Section 2. Committee Terminations.

Any committee member appointed may be terminated by a majority vote of the full membership of the Board upon written notice to the appointee, and the Board may appoint successors to those persons whose services have been terminated.

 

ARTICLE VI

DISCIPLINE

 

Section 1. American Kennel Club Suspension

Any member who is suspended from the privileges of the American Kennel Club automatically shall be suspended from the privileges of the Club for the like period of time.

 

Section 2. Charges.

Any member may prefer charges against a member for alleged misconduct prejudicial to the best interest of the Club. Written charges with specifications are filed in duplicate with the Secretary together with a deposit of $10.00, which shall be forfeited if such charges are not sustained by the Board following a hearing. The Secretary shall promptly send a copy of the charges to each member of the Board or present them at a Board meeting, and the Board shall first consider whether the actions alleged in the charges, if proven, might constitute conduct prejudicial to the best interests of the Club. If the Board considers that the charges do not allege conduct, which would be prejudicial to the best interests of the Club, it must refuse to entertain jurisdiction. If the Board entertains jurisdiction of the charges, it shall fix a date of a hearing by the Board not less than three (3) weeks nor more than six (6) weeks thereafter. The Secretary shall promptly send one copy of the charges to the accused member by registered mail together with a notice of the hearing and an assurance that the defendant may personally appear in her/his own defense and bring witnesses if wished.

 

(a)   In the event the $10.00 is forfeited under this section, the person whose alleged misconduct has been cleared shall have no further recourse.

 

Section 3. Board Hearing

The Board shall have complete authority to decide whether Counsel may attend the hearing but both Complainant and Defendant shall be treated equally in this regard.
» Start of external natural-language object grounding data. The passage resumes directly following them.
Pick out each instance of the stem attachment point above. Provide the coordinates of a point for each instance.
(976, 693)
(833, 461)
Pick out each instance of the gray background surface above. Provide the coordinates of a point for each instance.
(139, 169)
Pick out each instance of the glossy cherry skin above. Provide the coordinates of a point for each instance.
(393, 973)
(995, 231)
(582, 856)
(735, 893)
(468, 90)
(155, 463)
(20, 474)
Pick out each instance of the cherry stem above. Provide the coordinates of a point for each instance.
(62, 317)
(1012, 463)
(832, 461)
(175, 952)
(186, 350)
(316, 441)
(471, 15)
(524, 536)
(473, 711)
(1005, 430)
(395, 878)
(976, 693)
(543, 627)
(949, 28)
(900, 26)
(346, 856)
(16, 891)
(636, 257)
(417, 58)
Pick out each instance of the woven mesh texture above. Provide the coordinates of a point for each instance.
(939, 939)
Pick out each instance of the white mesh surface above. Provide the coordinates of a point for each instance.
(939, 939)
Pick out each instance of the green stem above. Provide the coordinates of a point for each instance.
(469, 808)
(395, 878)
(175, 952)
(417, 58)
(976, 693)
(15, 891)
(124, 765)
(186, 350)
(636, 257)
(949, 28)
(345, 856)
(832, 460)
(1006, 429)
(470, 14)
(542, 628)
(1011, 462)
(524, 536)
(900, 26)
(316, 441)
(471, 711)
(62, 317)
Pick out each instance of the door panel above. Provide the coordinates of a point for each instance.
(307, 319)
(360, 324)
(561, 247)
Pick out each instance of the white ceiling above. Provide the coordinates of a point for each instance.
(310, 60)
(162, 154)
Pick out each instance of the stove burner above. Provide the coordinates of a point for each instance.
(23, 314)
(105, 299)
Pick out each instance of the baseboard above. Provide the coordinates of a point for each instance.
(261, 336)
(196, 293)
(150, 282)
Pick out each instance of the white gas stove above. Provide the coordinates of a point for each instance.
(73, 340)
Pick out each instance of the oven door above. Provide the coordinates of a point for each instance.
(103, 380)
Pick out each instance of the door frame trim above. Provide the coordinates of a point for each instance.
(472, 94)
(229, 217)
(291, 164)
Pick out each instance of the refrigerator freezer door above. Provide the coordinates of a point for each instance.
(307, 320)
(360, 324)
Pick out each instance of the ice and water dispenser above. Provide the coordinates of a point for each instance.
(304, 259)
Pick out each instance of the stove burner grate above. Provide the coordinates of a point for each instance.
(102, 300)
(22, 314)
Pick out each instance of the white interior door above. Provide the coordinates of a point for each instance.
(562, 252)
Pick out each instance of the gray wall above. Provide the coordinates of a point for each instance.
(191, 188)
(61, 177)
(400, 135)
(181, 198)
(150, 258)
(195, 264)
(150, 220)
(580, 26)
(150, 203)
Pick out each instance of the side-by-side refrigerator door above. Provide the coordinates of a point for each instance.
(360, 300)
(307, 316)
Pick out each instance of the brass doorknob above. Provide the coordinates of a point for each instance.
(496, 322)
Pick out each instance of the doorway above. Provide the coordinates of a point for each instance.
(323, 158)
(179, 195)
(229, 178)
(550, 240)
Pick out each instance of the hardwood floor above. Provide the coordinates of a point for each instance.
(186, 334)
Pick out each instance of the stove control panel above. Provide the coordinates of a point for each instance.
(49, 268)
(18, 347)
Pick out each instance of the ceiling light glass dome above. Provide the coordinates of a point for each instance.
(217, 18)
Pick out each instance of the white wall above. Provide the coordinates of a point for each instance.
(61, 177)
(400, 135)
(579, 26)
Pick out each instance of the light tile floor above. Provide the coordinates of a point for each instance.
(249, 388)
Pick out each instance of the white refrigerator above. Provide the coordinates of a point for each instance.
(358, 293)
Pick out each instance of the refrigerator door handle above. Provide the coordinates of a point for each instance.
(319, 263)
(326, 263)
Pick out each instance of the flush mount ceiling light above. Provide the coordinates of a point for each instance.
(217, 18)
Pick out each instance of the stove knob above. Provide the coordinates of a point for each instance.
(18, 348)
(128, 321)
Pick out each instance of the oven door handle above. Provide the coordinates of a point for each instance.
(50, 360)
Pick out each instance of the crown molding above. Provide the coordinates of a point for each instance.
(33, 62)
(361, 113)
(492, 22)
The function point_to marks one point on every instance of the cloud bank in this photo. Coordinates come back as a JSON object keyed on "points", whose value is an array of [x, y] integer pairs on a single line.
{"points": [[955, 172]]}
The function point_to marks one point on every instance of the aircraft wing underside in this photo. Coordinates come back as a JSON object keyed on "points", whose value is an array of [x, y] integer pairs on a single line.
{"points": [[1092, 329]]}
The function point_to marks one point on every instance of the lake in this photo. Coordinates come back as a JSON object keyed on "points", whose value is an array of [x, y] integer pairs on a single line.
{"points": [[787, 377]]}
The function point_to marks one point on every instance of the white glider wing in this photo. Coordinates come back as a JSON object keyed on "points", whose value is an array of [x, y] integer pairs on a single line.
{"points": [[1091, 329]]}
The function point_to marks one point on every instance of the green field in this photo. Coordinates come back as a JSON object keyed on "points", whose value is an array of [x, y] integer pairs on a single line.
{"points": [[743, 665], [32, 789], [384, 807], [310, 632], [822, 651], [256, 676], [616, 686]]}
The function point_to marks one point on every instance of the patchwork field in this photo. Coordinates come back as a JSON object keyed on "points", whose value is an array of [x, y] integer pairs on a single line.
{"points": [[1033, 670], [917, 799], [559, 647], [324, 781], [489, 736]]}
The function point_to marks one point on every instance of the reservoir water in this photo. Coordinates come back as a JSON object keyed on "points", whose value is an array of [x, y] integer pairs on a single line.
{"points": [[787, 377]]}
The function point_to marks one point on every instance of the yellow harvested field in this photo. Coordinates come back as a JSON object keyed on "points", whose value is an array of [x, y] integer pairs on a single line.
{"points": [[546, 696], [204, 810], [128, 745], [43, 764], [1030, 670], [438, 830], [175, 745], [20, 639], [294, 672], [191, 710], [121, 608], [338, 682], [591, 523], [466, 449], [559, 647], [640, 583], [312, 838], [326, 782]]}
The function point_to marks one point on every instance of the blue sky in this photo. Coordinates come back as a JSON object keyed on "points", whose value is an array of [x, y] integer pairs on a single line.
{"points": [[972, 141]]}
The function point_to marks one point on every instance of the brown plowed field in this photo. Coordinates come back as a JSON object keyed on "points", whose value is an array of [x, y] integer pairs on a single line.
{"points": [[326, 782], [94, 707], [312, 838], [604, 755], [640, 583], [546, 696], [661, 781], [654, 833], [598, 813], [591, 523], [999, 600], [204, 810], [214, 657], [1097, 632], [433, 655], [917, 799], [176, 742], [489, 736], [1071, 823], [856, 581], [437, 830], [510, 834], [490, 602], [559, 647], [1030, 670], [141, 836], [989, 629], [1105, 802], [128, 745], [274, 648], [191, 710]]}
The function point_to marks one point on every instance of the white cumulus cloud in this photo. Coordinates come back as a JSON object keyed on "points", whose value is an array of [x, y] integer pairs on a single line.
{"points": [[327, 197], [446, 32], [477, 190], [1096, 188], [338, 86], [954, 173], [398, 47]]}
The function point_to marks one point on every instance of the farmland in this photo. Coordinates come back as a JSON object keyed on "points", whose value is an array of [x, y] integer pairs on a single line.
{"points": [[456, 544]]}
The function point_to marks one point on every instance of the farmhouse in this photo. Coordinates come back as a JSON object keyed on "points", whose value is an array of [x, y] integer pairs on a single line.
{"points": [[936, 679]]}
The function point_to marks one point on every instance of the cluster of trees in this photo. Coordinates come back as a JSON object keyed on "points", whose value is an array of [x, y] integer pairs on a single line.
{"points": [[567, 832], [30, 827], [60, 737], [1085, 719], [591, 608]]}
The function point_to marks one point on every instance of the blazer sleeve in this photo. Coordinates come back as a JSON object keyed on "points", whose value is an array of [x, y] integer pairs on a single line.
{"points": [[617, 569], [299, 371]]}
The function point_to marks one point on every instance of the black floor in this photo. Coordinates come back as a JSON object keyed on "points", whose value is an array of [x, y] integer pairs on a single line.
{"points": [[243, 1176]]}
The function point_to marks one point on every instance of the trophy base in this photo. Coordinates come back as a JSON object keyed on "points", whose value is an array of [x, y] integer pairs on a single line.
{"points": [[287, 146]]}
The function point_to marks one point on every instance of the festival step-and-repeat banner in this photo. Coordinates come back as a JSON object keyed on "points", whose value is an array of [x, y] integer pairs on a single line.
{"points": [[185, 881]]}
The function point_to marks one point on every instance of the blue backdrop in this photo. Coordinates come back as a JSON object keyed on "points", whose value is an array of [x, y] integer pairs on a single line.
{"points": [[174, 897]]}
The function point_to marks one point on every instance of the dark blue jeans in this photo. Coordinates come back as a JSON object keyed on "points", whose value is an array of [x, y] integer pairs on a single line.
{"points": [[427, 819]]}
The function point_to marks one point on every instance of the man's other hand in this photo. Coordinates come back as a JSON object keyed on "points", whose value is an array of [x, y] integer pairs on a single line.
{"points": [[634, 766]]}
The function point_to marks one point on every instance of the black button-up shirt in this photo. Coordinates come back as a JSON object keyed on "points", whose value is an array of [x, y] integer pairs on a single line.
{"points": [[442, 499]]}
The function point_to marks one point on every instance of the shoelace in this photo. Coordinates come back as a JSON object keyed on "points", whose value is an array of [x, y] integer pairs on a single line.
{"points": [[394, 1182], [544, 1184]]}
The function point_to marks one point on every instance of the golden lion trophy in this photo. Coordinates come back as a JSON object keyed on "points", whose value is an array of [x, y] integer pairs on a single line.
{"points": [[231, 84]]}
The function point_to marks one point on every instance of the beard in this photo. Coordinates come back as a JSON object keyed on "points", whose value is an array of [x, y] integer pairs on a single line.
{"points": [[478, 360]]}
Should the charges be sustained after the hearing of all the evidence and testimony presented by the Complainant and Defendant, the Board may, by a majority vote of those present, suspend the Defendant from all privileges of the Club for not more than six (6) months from the date of the hearing. If the Board deems that punishment insufficient, it may also recommend to the membership that the penalty is expulsion. In such case, however, the suspension shall not restrict the Defendant’s right to appear before her fellow members at the ensuing Club meeting, which considers the Board's recommendation. Immediately after the Board has reached a decision, its findings shall be put in written form and filed with the Secretary who, in turn, shall notify each of the parties of the Board's decision and the penalty, if any.

 

Section 4. Expulsion.

Expulsion of a member from the Club may be accomplished only at a meeting of the Club following a Board hearing and upon the Board's recommendation as provided in Section 3 of this Article. Such proceedings may occur at a regular or special meeting of the Club to be held within 60 days but not earlier than 30 days after the date of the Board's recommendation of expulsion. The defendant shall have the privilege of appearing in his or her own behalf, though no evidence shall be taken at this meeting. The President shall read the charges and the Board's findings and recommen-dations, and shall invite the defendant, if present, to speak in his or her own behalf if he or she wishes.  Those members in good standing present at the meeting shall then vote by secret written ballot on the proposed expulsion. A two-thirds vote of those present and voting at the meeting shall be necessary for expulsion. If expulsion is not so voted, the Board's suspension shall stand. The period for expulsion must be stated in the Board’s recommendation.

 

 

ARTICLE VII

DISSOLUTION

 

Section 1. Dissolution.

The Club may be dissolved at any time by the written consent of not less than two-thirds of the members. In the event of the dissolution of the Club other than for purposes of reorganization whether voluntary or involuntary or by operation of law, none of the property of the Club nor any proceeds thereof nor any assets of the Club shall be distributed to any members of the Club but after payment of the debts of the Club, its property and assets shall be given to a charitable organization, for the benefit of dogs, selected by the Board of Directors.

 

ARTICLE VIII

AMENDMENTS

 

Section 1. Amendments.

Amendments of the Constitution and Bylaws may be proposed by the Board of Directors or by written petition addressed to the Secretary signed by twenty percent of the membership in good standing. Amendments proposed by such petition shall be promptly considered by the Board of Directors and must be submitted to the members with recommendations of the Board by the Secretary for a vote within three months of the date when the Secretary receives the petition.

 

Section 2.  

The Constitution and Bylaws may be amended by a two-thirds vote of the members present and voting at any regular or special meeting called for the purpose, provided the proposed amendments have been included in two successive monthly newsletters mailed prior to the date of the meeting.

 

ARTICLE IX

ORDER OF BUSINESS

 

Section 1.  

At meetings of the Club, the order of business, so far as the character and nature of the meeting may permit, shall be as follows:

Roll Call

Introduction of Guests

Minutes of the last meeting

Report of the President

Report of the Secretary

Report of the Treasurer

Report of the Committees

Election of Officers and Board (at Annual Meeting)

Election of new members

Unfinished business

New business

Adjournment

 

Section 2.

 

At meetings of the Board, the order of business, unless otherwise directed by majority vote of those present, shall be as follows:

Reading of the minutes of the last meeting

Report of the Secretary

Report of the Treasurer

Report of the Committees

Unfinished business

New business

Adjournment

 

ARTICLE X

MISCELLANEOUS

 

Section 1.

Anything not covered in the Constitution and Bylaws or the Yearbook shall be covered by Robert's Rules of Order.

 

Section 2.

Interpretation of the Constitution and Bylaws shall be made by the Board of Directors.